# Commutative Algebra, Notes 3: Local Rings

Definition 1.  The Jacobson radical of a commutative ring $R$ is defined as the intersection of all maximal ideals of $R.$

Proposition 2.  Let $R$ be a ring and $J$ be the set of all nonunits of $R.$  Then the following are equivalent.

1. $J$ is an ideal.
2. $R$ has a unique maximal ideal.

Proof.  If $J$ is an ideal, then it is maximal since any bigger ideal would contain a unit, and hence equal the whole ring.  Uniqueness follows by adjoining nonunits.  Conversely, note that the product of a unit and a nonunit, as well as the product of two nonunits, must be a nonunit.  If $R$ has a unique maximal ideal, then note that if $x,y\in J$ and $x+y$ is a unit, then there is a unit $u$ such that $ux+uy=1.$  Hence the ideals generated by $x$ and $y$ are relatively prime.  Hence no maximal ideal can contain both $(x)$ and $(y),$ so uniqueness is violated.

Definition 3.  $R$ is a local ring if it satisfies the above conditions.

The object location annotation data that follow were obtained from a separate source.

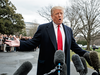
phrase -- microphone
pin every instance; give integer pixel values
(64, 70)
(85, 71)
(95, 60)
(78, 63)
(86, 56)
(59, 60)
(94, 73)
(24, 69)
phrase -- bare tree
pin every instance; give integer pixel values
(89, 14)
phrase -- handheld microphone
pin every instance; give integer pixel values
(85, 71)
(86, 56)
(78, 63)
(24, 69)
(94, 73)
(59, 60)
(95, 60)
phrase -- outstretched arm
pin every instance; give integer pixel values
(14, 43)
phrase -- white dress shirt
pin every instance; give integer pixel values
(62, 31)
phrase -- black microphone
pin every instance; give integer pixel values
(59, 60)
(85, 71)
(95, 60)
(86, 56)
(94, 73)
(64, 70)
(78, 63)
(24, 69)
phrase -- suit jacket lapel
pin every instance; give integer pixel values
(50, 30)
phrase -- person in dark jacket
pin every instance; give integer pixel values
(47, 40)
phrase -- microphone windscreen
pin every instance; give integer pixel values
(64, 70)
(77, 63)
(94, 73)
(94, 60)
(84, 64)
(24, 69)
(86, 56)
(59, 57)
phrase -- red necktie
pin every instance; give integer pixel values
(59, 39)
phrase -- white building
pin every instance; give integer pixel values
(29, 26)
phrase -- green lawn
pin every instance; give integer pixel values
(71, 53)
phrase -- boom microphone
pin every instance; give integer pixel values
(59, 60)
(94, 73)
(77, 63)
(86, 56)
(95, 60)
(85, 71)
(24, 69)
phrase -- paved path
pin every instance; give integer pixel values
(10, 61)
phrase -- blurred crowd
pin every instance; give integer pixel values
(6, 48)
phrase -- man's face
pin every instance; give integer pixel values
(57, 16)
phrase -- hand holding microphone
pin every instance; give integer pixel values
(95, 60)
(59, 60)
(80, 64)
(24, 69)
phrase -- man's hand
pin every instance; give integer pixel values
(13, 43)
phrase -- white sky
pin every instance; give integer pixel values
(29, 8)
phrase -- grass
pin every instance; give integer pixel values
(98, 51)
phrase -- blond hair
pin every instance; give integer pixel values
(56, 7)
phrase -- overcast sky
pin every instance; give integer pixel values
(29, 8)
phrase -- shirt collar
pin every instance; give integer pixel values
(55, 25)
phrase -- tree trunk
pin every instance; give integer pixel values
(88, 46)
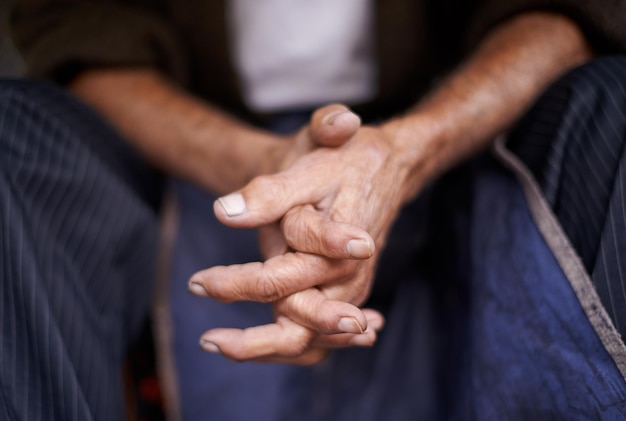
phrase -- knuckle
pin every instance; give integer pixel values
(296, 344)
(272, 288)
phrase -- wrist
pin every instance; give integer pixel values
(419, 146)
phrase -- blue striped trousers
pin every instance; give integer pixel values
(78, 232)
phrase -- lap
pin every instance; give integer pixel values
(77, 255)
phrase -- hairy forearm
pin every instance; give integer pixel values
(176, 132)
(487, 94)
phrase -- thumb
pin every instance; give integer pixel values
(333, 125)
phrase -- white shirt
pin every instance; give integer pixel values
(303, 53)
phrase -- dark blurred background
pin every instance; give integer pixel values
(10, 61)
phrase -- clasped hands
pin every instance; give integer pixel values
(324, 220)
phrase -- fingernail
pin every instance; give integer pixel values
(197, 289)
(361, 340)
(233, 204)
(349, 325)
(359, 249)
(209, 346)
(330, 119)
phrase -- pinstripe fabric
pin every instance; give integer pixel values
(573, 141)
(76, 257)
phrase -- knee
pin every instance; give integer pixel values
(600, 78)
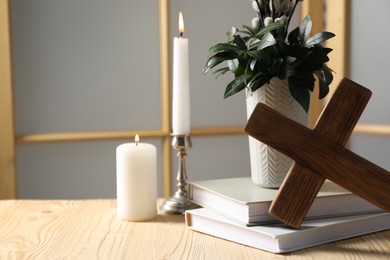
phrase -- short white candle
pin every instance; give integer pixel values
(181, 84)
(136, 173)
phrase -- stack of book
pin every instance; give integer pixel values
(237, 210)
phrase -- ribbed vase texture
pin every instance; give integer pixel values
(268, 166)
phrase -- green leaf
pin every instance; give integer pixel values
(250, 30)
(212, 62)
(233, 65)
(239, 42)
(267, 41)
(270, 28)
(319, 38)
(293, 36)
(222, 48)
(305, 28)
(231, 32)
(221, 71)
(235, 86)
(300, 94)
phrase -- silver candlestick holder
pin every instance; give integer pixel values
(179, 202)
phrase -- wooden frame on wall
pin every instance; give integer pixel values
(337, 17)
(7, 144)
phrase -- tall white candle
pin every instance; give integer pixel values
(136, 173)
(181, 84)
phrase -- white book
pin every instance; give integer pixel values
(247, 203)
(279, 238)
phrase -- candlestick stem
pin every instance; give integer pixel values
(179, 202)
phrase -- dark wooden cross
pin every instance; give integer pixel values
(319, 154)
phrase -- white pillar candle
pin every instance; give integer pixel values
(181, 84)
(136, 173)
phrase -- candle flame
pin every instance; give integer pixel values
(181, 24)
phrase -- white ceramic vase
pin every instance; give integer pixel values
(268, 166)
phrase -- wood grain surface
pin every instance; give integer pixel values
(318, 153)
(90, 229)
(337, 121)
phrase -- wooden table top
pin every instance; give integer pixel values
(90, 229)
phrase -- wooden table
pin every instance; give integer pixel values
(90, 229)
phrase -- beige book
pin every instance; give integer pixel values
(243, 201)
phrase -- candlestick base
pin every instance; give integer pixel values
(179, 202)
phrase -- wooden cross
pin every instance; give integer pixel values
(320, 154)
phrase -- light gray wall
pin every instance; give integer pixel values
(370, 56)
(93, 65)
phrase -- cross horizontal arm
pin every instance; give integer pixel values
(301, 185)
(319, 154)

If $R$ is a local ring, then of course $J$ is the Jacobson radical of $R.$  Note that if $\mathfrak{p}$ is a prime ideal in $R,$ then its complement is a multiplicative subset.

Definition 4.  We define $R_\mathfrak{p}=(R-\mathfrak{p})^{-1}R.$  We may call $R_\mathfrak{p}$ the localization of $R$ at $\mathfrak{p}.$  We define the globalization of $R$ as the ring

$\displaystyle G(R)=\bigoplus_{\mathfrak{m}\subset R}R_\mathfrak{m}$

where $\mathfrak{m}$ is a maximal ideal in $R.$

So if $R$ is a local ring, then its globalization is just $R$ since the one factor $R_J$  would invert already invertible elements.

Proposition 5.  The set $\Omega(R)$ of maximal ideals of $R$ is finite iff $R/J(R)$ is a finite direct sum of fields (where $J(R)$ is the Jacobson radical of $R$).

Proof.  $R/\mathfrak{m}$ is a field for each maximal ideal $\mathfrak{m}$ in $R.$  Moreover if $|\Omega(R)|<\infty,$ then $R$ maps onto $\oplus_{i=1}^nR/\mathfrak{m}_i$ via the canonical mapping.  The kernel is clearly $J(R),$ so we have the quotient as a finite sum of fields.  Conversely, if $R/R(J)$ is a finite direct sum of fields, then it has a finite number of ideals, and hence a finite number of maximal ideals.  Since each maximal ideal in $R$ contains $R(J),$ these are just the preimages of the maximal ideals of $R/R(J)$ under the map $R\to R/R(J),$ of which there are finitely many.

Definition 6.  A  ring $R$ is semilocal if it is a finite direct sum of local rings.

Hence if $|\Omega(R)|<\infty,$ then $R/R(J)$ is semilocal, as fields are local.  Now suppose $R=\oplus_{i=1}^nM_i$ is a semilocal ring.  So each $M_i$ is local, with a maximal ideal $\mathfrak{m}_i.$  We have a canonical epimorphism

$\displaystyle f:R\to\bigoplus_{i=1}^nM_i/\mathfrak{m}_i$

whose kernel is $J(R).$  Hence if $R$ is semilocal, then $R/R(J)$ is semilocal (and in particular semisimple (as an $R$-module), which is the traditional definition of $R$ being semilocal).

Proposition 7.  Let $\Pi$ be a finite set of prime ideals of $R.$  Let us define

$\displaystyle S_\Pi=\bigcap_{\mathfrak{p}_i\in\Pi}(R-\mathfrak{p}_i).$

Then if $R_\Pi=R[S_\Pi^{-1}],$ $R_\Pi/J(R_\Pi)$ is semilocal (i.e. $R_\Pi$ is semilocal in the traditional sense), and $R_\Pi$ has maximal ideals $\mathfrak{q}_i[S_\Pi^{-1}]$ where $\mathfrak{q}_i$ are the maximal elements of $\Pi.$

Proof.  A maximal ideal in $R_\Pi$ must be contained in $\cup_{\mathfrak{p}_i\in\Pi}\mathfrak{p}_i,$ otherwise it contains a unit.  Hence it must be contained in one of the $\mathfrak{p}_i,$ and hence it must be a $\mathfrak{q_i}.$  So $\mathfrak{q}_i[S_\Pi^{-1}]$ are the maximal ideals of $R_\Pi.$  Hence by Proposition 5 $R_\Pi/J(R_\Pi)$ is semilocal.

[1]  Bourbaki, N.  Commutative Algebra, Ch 1-7.  Springer-Verlag.  1989.